Он подошел к графине, все так же спокойно спавшей.
— Вы слышали, сударыня? — сказал он.
Графиня не пошевелилась.
— Вы слышали? — повторил начальник полиции.
Он схватил ее за руку. Графиня вскрикнула, не раскрывая глаз, протянула руки, губы ее сжались с выражением неприязни. Она дважды глубоко вздохнула, потом раскрыла глаза и прошептала:
— Что за гадкий сон! Мари, расшнуруй мне платье, мне так плохо… Я…
Графиня увидела Марсьяля.
— Ах! — воскликнула она с испугом. — Где я?
— У меня, — сказал де Марвиль.
— У вас?.. Но я не знаю… — Графиня провела рукой по лбу. — Да, помню! — сказала она вдруг. — Разве комедия не кончена?
Начальник полиции движением руки приказал бригадиру удалиться, а сам обратился к графине:
— Одно из двух, — сказал он, — или вы жертва недоразумения, и в таком случае это недоразумение следует исправить, или вы недостойным образом обманываете полицию, и тогда наказание будет соответствующим. Не угодно ли вам пожаловать за мной, мы немедленно поедем к маркизу д’Аржансону. Это единственный выход из создавшегося положения.
XVIII. Яйца
В восемнадцатом столетии на Кладбищенской улице стояли только два дома с правой стороны, возле площади: один в пять этажей с четырьмя окнами на фасаде, другой же имел всего два этажа; в этот вечер единственное окно его первого этажа было освещено, все остальные были совершенно темны.

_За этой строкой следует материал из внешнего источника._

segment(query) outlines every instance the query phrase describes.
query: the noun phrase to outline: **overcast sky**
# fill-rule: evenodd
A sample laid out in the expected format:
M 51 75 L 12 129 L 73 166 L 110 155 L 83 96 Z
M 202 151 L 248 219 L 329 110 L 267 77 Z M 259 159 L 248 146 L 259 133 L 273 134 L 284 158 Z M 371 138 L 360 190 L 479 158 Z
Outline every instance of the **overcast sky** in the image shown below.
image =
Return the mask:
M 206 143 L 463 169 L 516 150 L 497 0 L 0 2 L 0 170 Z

Пробила полночь. Дверь дома открылась, и оттуда высунулась голова. Голова трижды повернулась налево и направо, потом исчезла. Дверь беззвучно закрылась.
Эта голова с крючковатым носом принадлежала женщине лет пятидесяти. Костюм ее состоял из шерстяной юбки с толстым суконным корсажем и больше походил на мужской, чем на женский.
Заперев дверь, женщина осталась стоять в узком коридоре, в конце которого находилась лестница еще более узкая, ведущая вверх. Справа, возле первой ступени лестницы, находилась полуоткрытая дверь. Женщина толкнула эту дверь и вошла в низкий зал, освещенный большой лампой.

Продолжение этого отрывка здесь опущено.